Nunca fomos tão década de 90. Só que pioramos.



Acompanho o noticiário do Rio de Janeiro, com um misto de saudade, pertencimento e perplexidade. E o noticiário acertou em cheio a minha caixa de memórias.

Em 1992, era então estudante de Jornalismo na ECO-UFRJ. Tomava dois ônibus para ir e outros dois para voltar pra casa. Moradora da Ilha do Governador, fui eu escolher uma faculdade que ficava em um campus na zona sul da cidade. E, pior, a Linha Vermelha estava sendo construída. Eu levava horas dentro dos ônibus. Mas, aos 19 anos, a gente encara tudo. 

Naquele ano, gringos ficaram encantados com a segurança – em níveis suecos – da cidade. E a gente enxergava tanques do Exército em frente a várias favelas cariocas. Eram dias de ECO-92 e a violência migrava para a Baixada Fluminense.

Em 1994, já nos semestres finais, estagiava em TV e trabalhava em rádio. Na televisão, aprendi a ver de tudo um pouco. Ora você está acompanhando a entrevista de um professor da PUC falando sobre o aumento do salário-mínimo. Ora você está em uma favela. E, naquele ano, o Exército realizava blitze nas comunidades cariocas. Cada dia era em um morro. E, de praxe, à tarde era coletiva no Comando Militar do Leste. 

Não, não era 2018. Era 1994.

Numa dessas incursões, estava com uma equipe no Morro dos Macacos. E foi aí que eu assisti a uma aula de Antropologia da vida real. O Exército não estava lá. A tropa acabara de sair. Vimos  pessoas encostadas em telefones públicos, observando o “movimento”. Os “simpáticos” homens do tráfico olhavam os transeuntes de forma atravessada. Os fios dos telefones estavam cortados. Era o recado de que o “Disque-Denúncia” não ia funcionar.
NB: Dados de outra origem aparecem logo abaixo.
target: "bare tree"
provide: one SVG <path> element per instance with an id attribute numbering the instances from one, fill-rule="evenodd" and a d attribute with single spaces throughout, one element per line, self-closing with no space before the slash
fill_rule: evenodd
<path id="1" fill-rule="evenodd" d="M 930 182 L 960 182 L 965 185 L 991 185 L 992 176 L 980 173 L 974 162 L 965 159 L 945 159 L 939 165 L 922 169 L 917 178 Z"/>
Já entre 1995 e 1996, eu estava no Terceiro Setor e, num dia, fui parar numa cena que, para mim, foi uma mistura de Antropologia com Sociologia. De um lado, uma viatura da Polícia; do outro, pessoas do tráfico dentro de uma padaria. Em meio a eles, ruas de terra, água não encanada, esgoto não tratado, a região sem as mínimas condições de higiene.
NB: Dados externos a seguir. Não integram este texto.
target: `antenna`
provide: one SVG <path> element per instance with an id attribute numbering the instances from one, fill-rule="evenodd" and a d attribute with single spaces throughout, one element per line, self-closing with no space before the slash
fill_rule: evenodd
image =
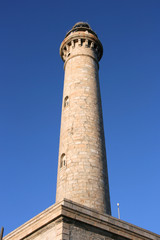
<path id="1" fill-rule="evenodd" d="M 118 218 L 120 219 L 119 203 L 117 203 L 117 207 L 118 207 Z"/>

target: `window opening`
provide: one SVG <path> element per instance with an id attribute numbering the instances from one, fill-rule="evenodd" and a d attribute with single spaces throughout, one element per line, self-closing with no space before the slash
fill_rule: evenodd
<path id="1" fill-rule="evenodd" d="M 69 105 L 69 97 L 66 96 L 64 99 L 64 107 L 67 107 Z"/>
<path id="2" fill-rule="evenodd" d="M 63 166 L 66 166 L 66 155 L 65 155 L 65 153 L 63 153 L 61 155 L 61 159 L 60 159 L 60 168 L 62 168 Z"/>

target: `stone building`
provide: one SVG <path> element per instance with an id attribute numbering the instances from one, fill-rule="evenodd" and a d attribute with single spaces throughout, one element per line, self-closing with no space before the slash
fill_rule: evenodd
<path id="1" fill-rule="evenodd" d="M 103 47 L 79 22 L 60 47 L 64 90 L 56 203 L 4 240 L 142 240 L 160 236 L 111 216 L 99 89 Z"/>

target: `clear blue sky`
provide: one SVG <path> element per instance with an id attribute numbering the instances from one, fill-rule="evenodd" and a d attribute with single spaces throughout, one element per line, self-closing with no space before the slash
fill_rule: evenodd
<path id="1" fill-rule="evenodd" d="M 112 215 L 160 234 L 160 1 L 0 1 L 0 227 L 55 202 L 63 62 L 78 21 L 98 34 Z"/>

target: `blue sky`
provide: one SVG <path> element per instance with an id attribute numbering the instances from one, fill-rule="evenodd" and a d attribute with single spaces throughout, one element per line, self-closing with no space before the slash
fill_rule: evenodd
<path id="1" fill-rule="evenodd" d="M 0 227 L 55 202 L 63 62 L 87 21 L 104 47 L 100 87 L 112 215 L 160 234 L 160 1 L 0 2 Z"/>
Tudo o que vivenciei profissional e pessoalmente na década de 90 está presente no noticiário de 2018. Só que com um tom diferente. Estamos mais intolerantes? Ou, sempre fomos ? Investimos pesadamente em tecnologia, mas deixamos de lado o básico, o essencial – respeito, informação, educação. Estamos mais próximos da selvageria e ao mesmo tempo falamos tanto em nova cultura, novas gerações. O novo que não atrai, que "polariza", que faz de mim o (a) seu (sua) inimigo (a).
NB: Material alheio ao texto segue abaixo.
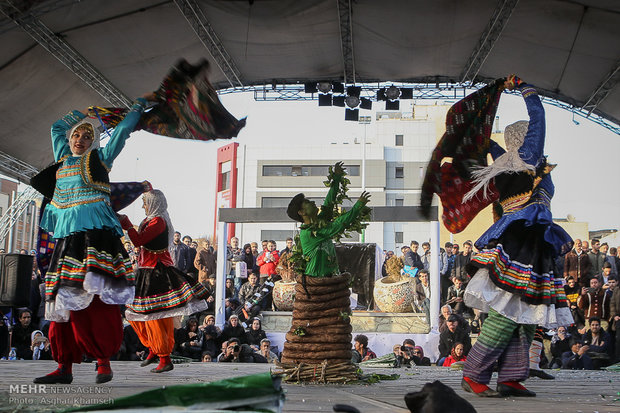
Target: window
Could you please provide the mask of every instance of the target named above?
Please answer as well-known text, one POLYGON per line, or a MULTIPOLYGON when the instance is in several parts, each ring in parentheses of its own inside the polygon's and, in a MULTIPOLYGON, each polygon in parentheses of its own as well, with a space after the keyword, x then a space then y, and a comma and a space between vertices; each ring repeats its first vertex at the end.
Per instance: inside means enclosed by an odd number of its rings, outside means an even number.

Alguma coisa está , sem dúvida, fora da ordem. E não é a mídia. Não é o seu amigo compartilhando notícia falsa. Isso tudo é consequência. A causa, infelizmente, está diante do espelho. Somos nós.

Acreditar que é possível remar contra a maré é cansativo. Às vezes, inacreditável. Mas, é o caminho que vejo. Não enxergo uma saída onde sejam requisitos  passar pra trás o outro, maltratar, julgar e pensar em si mesmo. Espero que mais pessoas também acreditem nisso.